Okay. So the last quarter, you thought that by the end of the fiscal year that would end in the end of June, you might have had some developments on, or two of these remaining three is the disengagement of the broker imply that those due to a lot of bad orders still maybe feel your quarters.

Greg Slome

No I think that we continue to be optimistic that two of the three properties, we can achieve some kind of an engagement with a potential with a potential suitor. But this engagement with the broker doesn’t imply that those deals started to unravel. Frankly it was more matter of not needing to go through traditional commercial real estate channels to make it happen. So we continue to work on two of those three. The third, Albuquerque is one where we have entertained offers but they have been offers that have been muddied with significant contingencies including state funding and that made it difficult to get those things moved at the current asking price. We haven’t adjusted our asking price. We haven’t done anything with the current valuations on the property but we will be revisiting that so as to perhaps accelerate the attraction of that particular property given the expense and the carrying cost and potential CapEx types of liabilities that each of the three properties could present over the course of the next year. So we're moving diligently on each of those three, two of them again back to your fundamental question.
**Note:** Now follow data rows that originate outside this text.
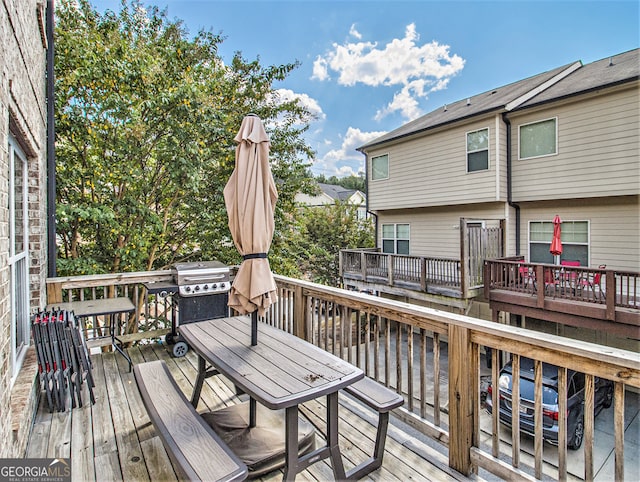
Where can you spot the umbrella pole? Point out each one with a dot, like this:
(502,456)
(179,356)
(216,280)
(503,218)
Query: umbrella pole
(254,328)
(254,342)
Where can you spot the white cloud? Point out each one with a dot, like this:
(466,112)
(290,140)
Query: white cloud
(354,33)
(305,100)
(345,160)
(320,70)
(415,69)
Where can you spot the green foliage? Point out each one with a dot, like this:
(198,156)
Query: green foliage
(324,232)
(145,121)
(349,182)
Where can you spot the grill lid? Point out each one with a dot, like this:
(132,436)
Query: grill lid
(202,277)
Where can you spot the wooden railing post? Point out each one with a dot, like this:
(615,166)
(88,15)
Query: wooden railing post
(300,314)
(461,398)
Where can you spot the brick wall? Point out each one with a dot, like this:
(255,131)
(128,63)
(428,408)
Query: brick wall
(23,113)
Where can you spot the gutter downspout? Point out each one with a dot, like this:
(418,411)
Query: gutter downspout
(509,187)
(51,151)
(366,204)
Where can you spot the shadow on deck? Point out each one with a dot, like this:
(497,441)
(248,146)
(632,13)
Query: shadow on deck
(114,440)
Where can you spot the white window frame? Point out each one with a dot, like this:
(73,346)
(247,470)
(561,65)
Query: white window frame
(395,238)
(555,119)
(467,151)
(18,261)
(564,243)
(372,171)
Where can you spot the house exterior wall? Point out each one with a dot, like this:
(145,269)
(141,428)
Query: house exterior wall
(614,231)
(598,149)
(23,114)
(431,170)
(435,232)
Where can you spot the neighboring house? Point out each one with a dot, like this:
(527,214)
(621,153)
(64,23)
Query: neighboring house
(330,194)
(563,142)
(23,240)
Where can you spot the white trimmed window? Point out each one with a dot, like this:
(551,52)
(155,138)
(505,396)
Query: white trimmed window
(538,139)
(380,167)
(18,255)
(575,241)
(395,238)
(478,150)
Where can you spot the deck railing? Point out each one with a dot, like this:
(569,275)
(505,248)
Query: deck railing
(415,272)
(609,288)
(434,360)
I'm fairly optimistic we can get resolved in some way, shape or form between now and the end of our first quarter.

Andrew Shapiro

Lawndale Capital Management

Great. I do have questions on your segments as well as some of the other overall issues. I'll back out into the queue but please come back to us.

Cary Wood

Yes, thank you.

Operator

Thank you. Our next question comes from John Roff, Portfolio Manager at Argon Capital. Please go ahead.

John Roff –

Argon Capital

Hi guys, a few questions for you. Is it possible for you to give sort of an overall blended utilization rate across your facilities currently?

Greg Slome

Yes, I think with the downturn in what we call our EMS segment having gone previously from five significantly under utilized facilities to two, one in Vietnam and in Brooksville, I think generally its safe to suggest that our Brooksville facility will be about 50% utilized. Our Vietnam facility, while we project a significant uptick in volume going in to 2010 we're seeing significant uptick in 2009 compared to '08, its still significantly underutilized and we would suggest that its around 25% or thereabout. But we do believe, as we have been projecting all along and certainly as we look into 2010 that both Vietnam and our Brooksville will provide for opportunities and certainly be cash flow positive going into 2010.